Animating Quad TIPS!

(There is a lot of great broad information out there on animating quads, so I don't want to re-say what's already been said - and so well! So here are some random tips I have come across while animating quads.) 


- Reference Reference Reference! Find it, study it, use it! Making this stuff up might be faster, but its also the fast way street to unbelievable animation.
 
- If you use a cycle, bake it down, make the feet legit so they aren't sliding around - EVEN if there is grass covering them. YES sliding feet are felt even if you can't see them contacting the ground.

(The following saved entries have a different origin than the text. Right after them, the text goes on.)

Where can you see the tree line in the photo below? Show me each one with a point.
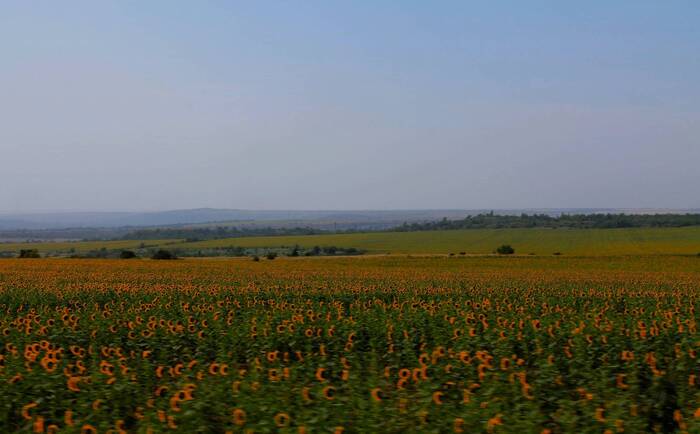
(573, 221)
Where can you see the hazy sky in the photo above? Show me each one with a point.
(349, 105)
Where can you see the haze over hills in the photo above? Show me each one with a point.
(323, 219)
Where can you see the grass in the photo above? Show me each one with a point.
(637, 241)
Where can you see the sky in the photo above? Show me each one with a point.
(132, 105)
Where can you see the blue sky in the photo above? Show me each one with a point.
(349, 105)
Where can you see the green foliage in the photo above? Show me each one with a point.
(29, 253)
(505, 249)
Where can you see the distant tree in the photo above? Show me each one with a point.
(29, 253)
(163, 254)
(505, 249)
(127, 254)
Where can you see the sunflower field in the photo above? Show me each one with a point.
(350, 345)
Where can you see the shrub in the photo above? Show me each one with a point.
(29, 253)
(163, 254)
(505, 249)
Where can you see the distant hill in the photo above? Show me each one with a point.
(329, 219)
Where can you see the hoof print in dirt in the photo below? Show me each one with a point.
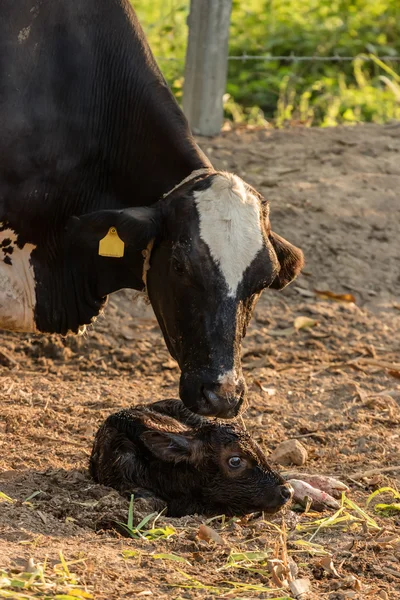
(290, 452)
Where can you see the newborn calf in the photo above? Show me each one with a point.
(193, 464)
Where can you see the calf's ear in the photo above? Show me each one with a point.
(171, 447)
(131, 227)
(290, 258)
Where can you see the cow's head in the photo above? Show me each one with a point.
(213, 253)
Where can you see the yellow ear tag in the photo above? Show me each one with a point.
(111, 245)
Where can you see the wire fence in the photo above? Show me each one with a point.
(293, 58)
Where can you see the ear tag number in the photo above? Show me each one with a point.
(111, 245)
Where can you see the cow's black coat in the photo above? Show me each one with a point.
(91, 137)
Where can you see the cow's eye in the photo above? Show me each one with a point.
(178, 266)
(235, 462)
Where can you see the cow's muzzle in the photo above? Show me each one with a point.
(223, 397)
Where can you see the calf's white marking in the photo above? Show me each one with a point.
(17, 286)
(230, 225)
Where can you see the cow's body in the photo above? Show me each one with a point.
(91, 139)
(73, 141)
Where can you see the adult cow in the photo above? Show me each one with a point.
(97, 165)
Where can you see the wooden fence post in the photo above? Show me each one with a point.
(206, 65)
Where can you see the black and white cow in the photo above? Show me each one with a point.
(93, 145)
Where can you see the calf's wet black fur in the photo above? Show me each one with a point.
(193, 464)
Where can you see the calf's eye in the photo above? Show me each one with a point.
(235, 462)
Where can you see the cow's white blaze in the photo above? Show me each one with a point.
(228, 382)
(17, 285)
(230, 225)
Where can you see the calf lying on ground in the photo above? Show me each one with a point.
(193, 464)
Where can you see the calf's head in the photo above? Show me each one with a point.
(224, 472)
(213, 252)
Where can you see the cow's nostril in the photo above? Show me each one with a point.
(210, 396)
(286, 493)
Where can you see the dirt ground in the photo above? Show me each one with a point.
(335, 386)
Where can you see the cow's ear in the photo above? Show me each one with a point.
(171, 447)
(290, 258)
(134, 227)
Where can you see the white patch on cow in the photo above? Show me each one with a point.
(228, 382)
(17, 285)
(230, 225)
(24, 34)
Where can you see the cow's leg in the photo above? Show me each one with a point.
(17, 283)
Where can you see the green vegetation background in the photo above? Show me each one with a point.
(317, 92)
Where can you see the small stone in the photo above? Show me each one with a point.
(290, 452)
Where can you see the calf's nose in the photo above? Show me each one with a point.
(286, 493)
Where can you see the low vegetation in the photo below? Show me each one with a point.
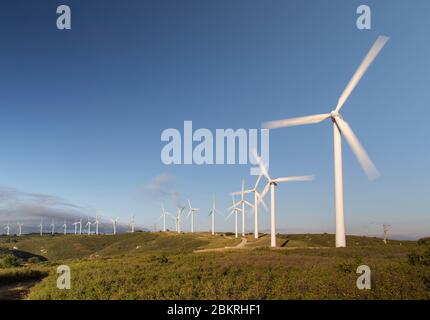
(167, 266)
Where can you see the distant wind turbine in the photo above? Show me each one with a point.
(97, 225)
(212, 214)
(243, 202)
(132, 224)
(257, 201)
(191, 213)
(114, 222)
(271, 184)
(75, 224)
(234, 210)
(7, 228)
(89, 223)
(41, 227)
(19, 228)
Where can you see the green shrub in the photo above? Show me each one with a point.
(34, 260)
(415, 258)
(9, 261)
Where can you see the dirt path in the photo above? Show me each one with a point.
(239, 246)
(16, 291)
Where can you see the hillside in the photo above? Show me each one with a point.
(169, 266)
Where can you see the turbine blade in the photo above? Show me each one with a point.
(261, 200)
(371, 55)
(257, 182)
(263, 168)
(264, 192)
(249, 204)
(292, 179)
(365, 162)
(299, 121)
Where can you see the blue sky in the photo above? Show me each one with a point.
(82, 111)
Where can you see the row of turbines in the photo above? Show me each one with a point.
(340, 128)
(77, 226)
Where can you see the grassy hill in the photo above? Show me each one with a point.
(166, 266)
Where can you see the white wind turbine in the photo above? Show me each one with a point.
(75, 224)
(88, 225)
(341, 127)
(191, 213)
(212, 214)
(257, 200)
(163, 215)
(271, 184)
(19, 224)
(179, 211)
(114, 222)
(97, 224)
(243, 202)
(234, 210)
(132, 224)
(41, 227)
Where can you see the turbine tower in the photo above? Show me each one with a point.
(191, 213)
(88, 225)
(179, 211)
(163, 215)
(75, 224)
(341, 127)
(271, 184)
(41, 227)
(385, 226)
(234, 210)
(132, 224)
(212, 214)
(243, 202)
(7, 228)
(97, 225)
(257, 200)
(19, 228)
(114, 222)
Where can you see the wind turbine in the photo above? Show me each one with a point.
(97, 225)
(41, 227)
(242, 201)
(114, 222)
(385, 226)
(132, 224)
(257, 200)
(341, 127)
(163, 215)
(271, 184)
(75, 224)
(179, 211)
(19, 228)
(212, 214)
(234, 210)
(89, 223)
(191, 213)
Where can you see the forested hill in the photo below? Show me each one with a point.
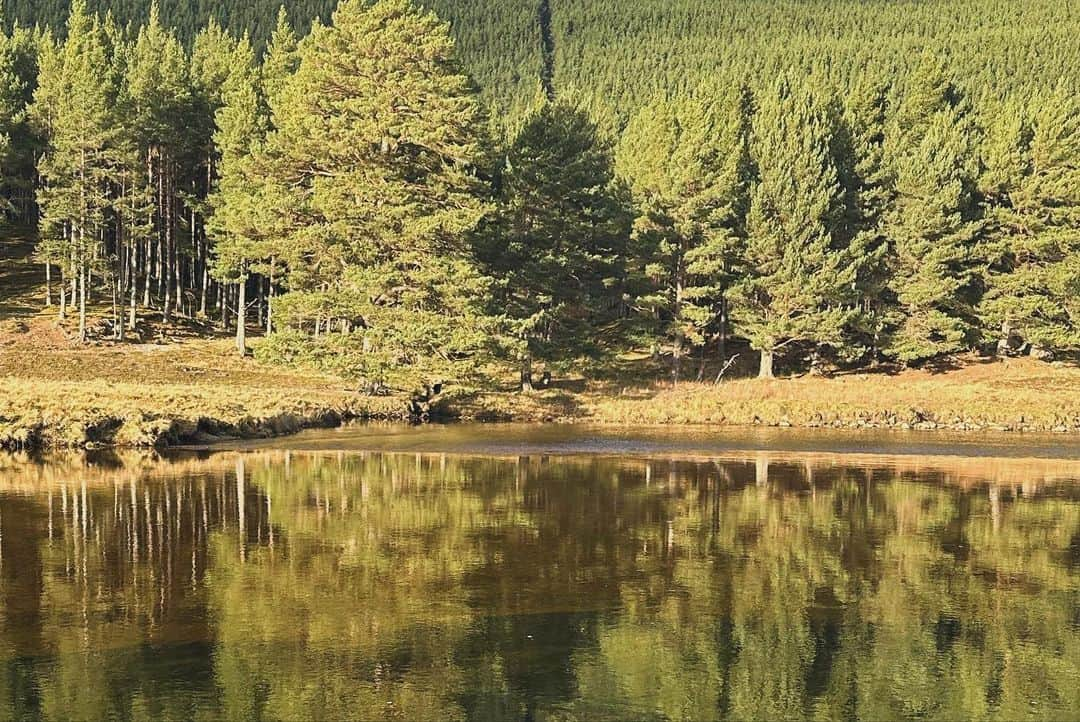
(612, 56)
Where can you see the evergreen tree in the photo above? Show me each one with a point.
(75, 104)
(234, 225)
(798, 278)
(282, 58)
(686, 161)
(160, 87)
(558, 245)
(931, 221)
(1033, 181)
(377, 137)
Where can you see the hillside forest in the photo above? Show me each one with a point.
(381, 191)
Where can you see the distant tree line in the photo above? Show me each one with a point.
(358, 195)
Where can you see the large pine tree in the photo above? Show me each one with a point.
(686, 161)
(558, 245)
(376, 140)
(75, 105)
(799, 277)
(1033, 181)
(931, 221)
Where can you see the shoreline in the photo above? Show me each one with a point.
(142, 421)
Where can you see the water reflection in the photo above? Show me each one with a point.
(275, 585)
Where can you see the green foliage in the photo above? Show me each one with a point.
(687, 163)
(798, 278)
(932, 218)
(377, 138)
(904, 195)
(558, 244)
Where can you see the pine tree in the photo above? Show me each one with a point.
(686, 161)
(377, 139)
(282, 58)
(160, 89)
(798, 278)
(75, 103)
(931, 221)
(1033, 182)
(234, 225)
(557, 246)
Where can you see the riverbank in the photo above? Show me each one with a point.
(1010, 395)
(191, 390)
(55, 394)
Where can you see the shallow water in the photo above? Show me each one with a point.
(534, 573)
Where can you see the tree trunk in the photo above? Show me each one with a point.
(1003, 341)
(82, 304)
(63, 296)
(242, 316)
(766, 371)
(270, 294)
(527, 373)
(721, 344)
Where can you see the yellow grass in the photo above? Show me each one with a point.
(56, 393)
(1009, 395)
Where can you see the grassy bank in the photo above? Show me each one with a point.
(1016, 394)
(185, 383)
(56, 394)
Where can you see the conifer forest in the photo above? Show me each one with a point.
(387, 187)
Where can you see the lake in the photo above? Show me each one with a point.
(545, 573)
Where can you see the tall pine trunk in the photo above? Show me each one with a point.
(766, 370)
(242, 316)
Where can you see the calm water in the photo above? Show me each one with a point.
(502, 574)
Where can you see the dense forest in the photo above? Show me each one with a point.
(828, 184)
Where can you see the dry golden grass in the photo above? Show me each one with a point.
(1010, 395)
(56, 393)
(185, 385)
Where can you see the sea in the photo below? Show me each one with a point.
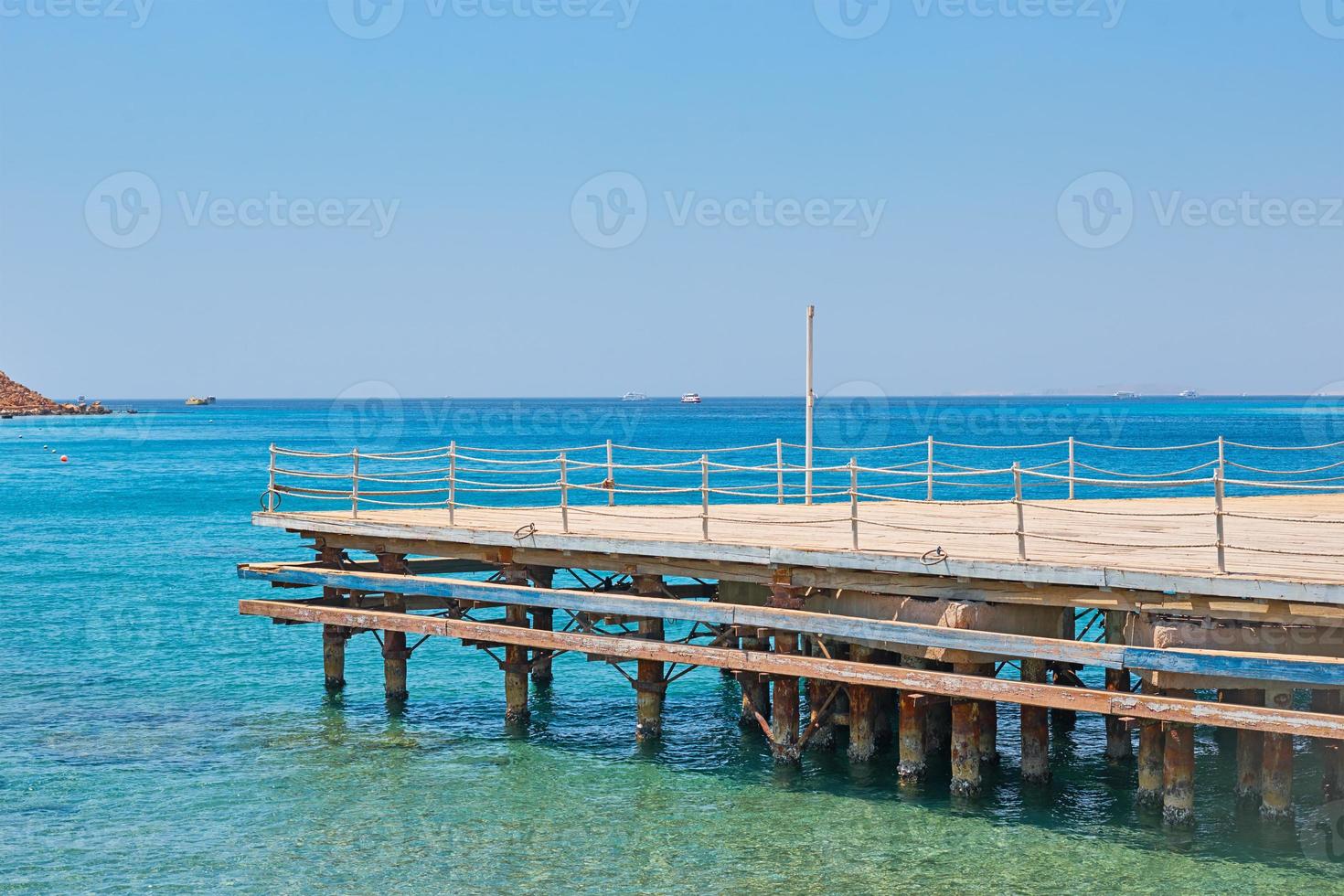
(154, 739)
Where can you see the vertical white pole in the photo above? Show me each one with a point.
(452, 481)
(354, 484)
(565, 496)
(1072, 468)
(271, 489)
(1218, 518)
(705, 497)
(812, 398)
(854, 503)
(929, 493)
(1017, 500)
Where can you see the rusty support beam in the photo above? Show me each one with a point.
(649, 686)
(965, 738)
(1035, 729)
(1250, 750)
(863, 712)
(1179, 770)
(1152, 743)
(784, 692)
(1120, 746)
(880, 676)
(1277, 767)
(394, 641)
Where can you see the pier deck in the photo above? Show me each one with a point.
(906, 620)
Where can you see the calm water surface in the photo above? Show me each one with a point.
(151, 736)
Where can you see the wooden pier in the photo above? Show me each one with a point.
(909, 618)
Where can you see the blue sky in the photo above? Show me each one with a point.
(422, 208)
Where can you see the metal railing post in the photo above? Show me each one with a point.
(705, 497)
(1017, 500)
(854, 503)
(1218, 518)
(1072, 468)
(452, 483)
(354, 484)
(271, 488)
(929, 493)
(565, 496)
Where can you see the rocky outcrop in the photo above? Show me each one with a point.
(20, 400)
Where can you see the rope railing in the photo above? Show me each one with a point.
(582, 478)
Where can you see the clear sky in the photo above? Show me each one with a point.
(260, 197)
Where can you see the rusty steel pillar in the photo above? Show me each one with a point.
(1277, 766)
(1120, 746)
(543, 620)
(988, 723)
(1035, 730)
(1250, 750)
(755, 689)
(649, 686)
(394, 643)
(863, 710)
(821, 701)
(1179, 770)
(334, 656)
(1332, 752)
(784, 709)
(965, 739)
(938, 716)
(515, 657)
(1152, 741)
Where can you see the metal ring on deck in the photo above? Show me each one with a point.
(934, 557)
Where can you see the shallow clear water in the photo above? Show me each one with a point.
(151, 736)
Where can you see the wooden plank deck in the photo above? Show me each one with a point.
(1280, 547)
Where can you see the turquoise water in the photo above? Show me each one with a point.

- Dirty up the cycle so you get variation in the movements, so it doesn't FEEL like a cycle. This pass is a lot of fun, because its what makes the animal start to feel believable! Think about what the animal is doing and how its surroundings will affect its movement.

- Simplify the anatomy and understand what is happening beneath all that fur! As a study, I suggest take some of your reference and draw the simplified skeleton over the animal in each frame. Once you hit play it should be more clear as to what is making the animal move and how.

- Scapula's! I feel like this is the secret ingredient for some really impressive quad animation. This is also what will give the animal weight. So it is a necessary component to their movement, but often missed. Cat's scapula's push up the most, dogs some, horses don't break the silhouette, but you still want to animate them since you will feel them sliding beneath the surface.

- Break the hips up from the chest so you don't get "sausage body".

 - Floppy ears will obviously have more overlap than pointy, but make sure on the pointy ears you aren't giving them too much overlap. There is cartilage going through them and wont feel believable if they are too floppy. Ears are another way to show thought process and personality! They can almost be like the brows, anticipating movements and showing internal thoughts.

- When you can't easily see the far eye, generally you want to point the nose towards where the animal is looking.

- The timing of the feet in the air versus on the ground. Roughly about 1/3. Most beginning animator key it 50/50. - Ryan Hood


Some of those awesome resources I was talking about...

- Animating Animals Pinterest
- Eadweard Muybridge Studies
- How to Draw Animals by Jack Ham
- The Art of Animal Drawing by Ken Hulgren
- Will Groebe Master Class: Animating Animals
- Animating Animals with FORCE with Michael Mattesi
-Real life!


And if you have tips of your own, please do share! I love this stuff!

7 comments:

irene said...

Awesome tips and animation, thank a lot for sharing!

Jess Morris said...

Thanks Irene!

Jared said...

This is really awesome work! great info, thanks for spreading the wonderful animation nuggets of goodness!

Leon Gittens said...

nice

Jerry Zhang said...

wow .... it's really good work .really thank you. Awesome!!!!

Karan Malhotra said...

Awesome stuff... thanks for sharing.
btw would you know of a place to bag some quad reference

Jess Morris said...

Thanks everyone for stopping by and for your comments!

To answer your question Karan, you can find a ton of great reference right on Youtube! Otherwise Rhino House has some great stuff!